Cohen Hannah, Efthymiou Maria, Devreese Katrien M J
Haemostasis Research Unit, Department of Haematology, University College London, London, UK.
Department of Haematology, University College London Hospitals NHS Foundation Trust, London, UK.
J Thromb Haemost. 2021 Apr;19(4):892-908. doi: 10.1111/jth.15217. Epub 2021 Feb 20.
Anticoagulation is central to the management of thrombotic antiphospholipid syndrome (APS). The standard anticoagulant treatment for thrombotic APS is life-long warfarin or an alternative vitamin K antagonist. The role of direct oral anticoagulants for thrombotic APS is not established due to the lack of definitive evidence and has recently been addressed in international guidance. Other anticoagulant options include low molecular weight heparin, unfractionated heparin, and fondaparinux. In APS patients, lupus anticoagulant can affect phospholipid-dependent coagulation monitoring tests, so that they may not reflect true anticoagulation intensity. Accurate assessment of anticoagulation intensity is essential, to optimize anticoagulant dosing and facilitate thrombus resolution; minimize the risk of recurrent thrombosis or bleeding; inform assessment of whether recurrent thrombosis is related to breakthrough thrombosis while on therapeutic anticoagulation, subtherapeutic anticoagulation, non-adherence, or spurious results; and guide the management of bleeding. Knowledge of anticoagulant intensity also informs assessment and comparison of anticoagulation regimens in clinical studies. Considerations regarding anticoagulation dosing and/or monitoring of thrombotic APS patients underpin appropriate management in special situations, notably APS-related severe renal impairment, which can occur in APS or APS/systemic lupus erythematosus-related nephropathy or catastrophic APS; and APS-related thrombocytopenia. Anticoagulant dosing and monitoring in thrombotic APS patients also require consideration in anticoagulant-refractory APS and during pregnancy. In this review, we summarize the tests generally used in monitoring anticoagulant therapy, use of the main anticoagulants considered for thrombotic APS, lupus anticoagulant effects on anticoagulation monitoring tests, and strategies for appropriate anticoagulant monitoring in thrombotic APS.

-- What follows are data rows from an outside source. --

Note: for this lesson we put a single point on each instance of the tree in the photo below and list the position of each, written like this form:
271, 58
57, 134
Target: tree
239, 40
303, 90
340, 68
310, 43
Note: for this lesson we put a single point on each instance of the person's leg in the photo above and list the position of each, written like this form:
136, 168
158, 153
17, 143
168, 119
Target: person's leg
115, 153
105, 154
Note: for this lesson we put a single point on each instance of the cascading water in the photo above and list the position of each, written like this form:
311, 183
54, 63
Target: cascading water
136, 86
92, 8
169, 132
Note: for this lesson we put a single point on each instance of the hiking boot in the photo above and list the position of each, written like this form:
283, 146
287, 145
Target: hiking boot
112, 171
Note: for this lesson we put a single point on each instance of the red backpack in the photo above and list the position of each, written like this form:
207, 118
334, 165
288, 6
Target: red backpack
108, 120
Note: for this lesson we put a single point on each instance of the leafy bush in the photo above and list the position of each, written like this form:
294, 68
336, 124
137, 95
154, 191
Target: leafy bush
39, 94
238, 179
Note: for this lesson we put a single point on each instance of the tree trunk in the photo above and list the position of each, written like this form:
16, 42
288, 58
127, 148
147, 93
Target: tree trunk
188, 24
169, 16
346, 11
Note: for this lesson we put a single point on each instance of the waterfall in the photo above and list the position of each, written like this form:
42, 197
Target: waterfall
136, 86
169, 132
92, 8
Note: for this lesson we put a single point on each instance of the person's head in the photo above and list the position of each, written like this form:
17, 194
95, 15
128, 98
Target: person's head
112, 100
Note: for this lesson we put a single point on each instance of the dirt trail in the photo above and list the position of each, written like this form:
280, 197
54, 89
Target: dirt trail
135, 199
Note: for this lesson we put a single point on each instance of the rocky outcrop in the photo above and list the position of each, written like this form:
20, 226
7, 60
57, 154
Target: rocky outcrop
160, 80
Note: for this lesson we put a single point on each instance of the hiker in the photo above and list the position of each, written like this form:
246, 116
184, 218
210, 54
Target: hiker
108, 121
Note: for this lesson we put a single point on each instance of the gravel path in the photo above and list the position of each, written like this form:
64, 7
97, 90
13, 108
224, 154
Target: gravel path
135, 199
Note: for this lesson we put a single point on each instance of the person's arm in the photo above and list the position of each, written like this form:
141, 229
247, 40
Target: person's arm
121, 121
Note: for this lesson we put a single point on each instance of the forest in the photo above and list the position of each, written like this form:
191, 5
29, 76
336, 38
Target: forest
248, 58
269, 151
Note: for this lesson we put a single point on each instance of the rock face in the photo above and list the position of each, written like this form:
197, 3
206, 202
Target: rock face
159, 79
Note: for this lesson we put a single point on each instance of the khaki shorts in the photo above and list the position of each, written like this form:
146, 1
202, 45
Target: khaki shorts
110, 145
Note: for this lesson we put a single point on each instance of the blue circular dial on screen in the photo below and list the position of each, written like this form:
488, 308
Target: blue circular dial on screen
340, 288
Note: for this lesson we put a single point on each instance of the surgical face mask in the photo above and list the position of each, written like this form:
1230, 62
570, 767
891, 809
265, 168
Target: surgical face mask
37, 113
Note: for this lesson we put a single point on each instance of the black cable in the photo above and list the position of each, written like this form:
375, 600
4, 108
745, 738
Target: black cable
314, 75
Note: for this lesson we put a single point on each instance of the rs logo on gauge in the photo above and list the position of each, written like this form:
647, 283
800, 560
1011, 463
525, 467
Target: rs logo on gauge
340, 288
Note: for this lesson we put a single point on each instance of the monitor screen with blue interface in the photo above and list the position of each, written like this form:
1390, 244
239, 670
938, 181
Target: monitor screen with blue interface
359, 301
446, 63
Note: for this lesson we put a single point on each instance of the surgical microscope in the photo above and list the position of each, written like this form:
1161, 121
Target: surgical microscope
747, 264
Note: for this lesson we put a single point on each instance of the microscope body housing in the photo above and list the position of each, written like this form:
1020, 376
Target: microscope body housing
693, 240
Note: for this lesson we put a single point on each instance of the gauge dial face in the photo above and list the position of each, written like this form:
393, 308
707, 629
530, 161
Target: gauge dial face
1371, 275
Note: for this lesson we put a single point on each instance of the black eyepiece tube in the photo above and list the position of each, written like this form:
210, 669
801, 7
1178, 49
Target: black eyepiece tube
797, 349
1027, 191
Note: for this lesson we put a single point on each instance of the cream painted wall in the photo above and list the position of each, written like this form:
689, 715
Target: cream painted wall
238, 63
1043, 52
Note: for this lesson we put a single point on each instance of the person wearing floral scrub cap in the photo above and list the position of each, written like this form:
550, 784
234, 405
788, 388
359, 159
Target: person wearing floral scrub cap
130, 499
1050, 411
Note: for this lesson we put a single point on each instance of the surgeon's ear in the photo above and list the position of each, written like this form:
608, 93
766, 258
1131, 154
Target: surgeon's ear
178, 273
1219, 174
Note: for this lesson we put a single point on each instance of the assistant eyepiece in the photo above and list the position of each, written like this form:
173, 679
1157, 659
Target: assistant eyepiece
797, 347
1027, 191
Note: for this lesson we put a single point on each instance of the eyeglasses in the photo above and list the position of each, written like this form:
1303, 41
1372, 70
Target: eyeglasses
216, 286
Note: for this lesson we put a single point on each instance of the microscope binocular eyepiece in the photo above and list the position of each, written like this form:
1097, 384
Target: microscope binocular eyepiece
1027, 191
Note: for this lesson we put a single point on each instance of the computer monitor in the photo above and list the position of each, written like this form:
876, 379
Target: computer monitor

抗凝治疗是血栓形成性抗磷脂综合征(APS)管理的核心。血栓形成性APS的标准抗凝治疗是终身服用华法林或其他维生素K拮抗剂。由于缺乏确凿证据,直接口服抗凝剂在血栓形成性APS中的作用尚未确立,国际指南最近已对此进行了探讨。其他抗凝选择包括低分子肝素、普通肝素和磺达肝癸钠。在APS患者中,狼疮抗凝物可影响依赖磷脂的凝血监测试验,因此这些试验可能无法反映真正的抗凝强度。准确评估抗凝强度至关重要,以优化抗凝药物剂量并促进血栓溶解;将复发性血栓形成或出血的风险降至最低;告知在接受治疗性抗凝、亚治疗性抗凝、不依从或结果虚假的情况下,复发性血栓形成是否与突破性血栓形成有关的评估;并指导出血的管理。抗凝强度的知识也有助于临床研究中抗凝方案的评估和比较。关于血栓形成性APS患者抗凝药物剂量和/或监测的考虑因素是特殊情况下适当管理的基础,特别是APS相关的严重肾功能损害,这可能发生在APS或APS/系统性红斑狼疮相关肾病或灾难性APS中;以及APS相关的血小板减少症。血栓形成性APS患者的抗凝药物剂量和监测在抗凝难治性APS和怀孕期间也需要考虑。在本综述中,我们总结了抗凝治疗监测中常用的试验、血栓形成性APS考虑使用的主要抗凝剂、狼疮抗凝物对抗凝监测试验的影响,以及血栓形成性APS中适当抗凝监测的策略。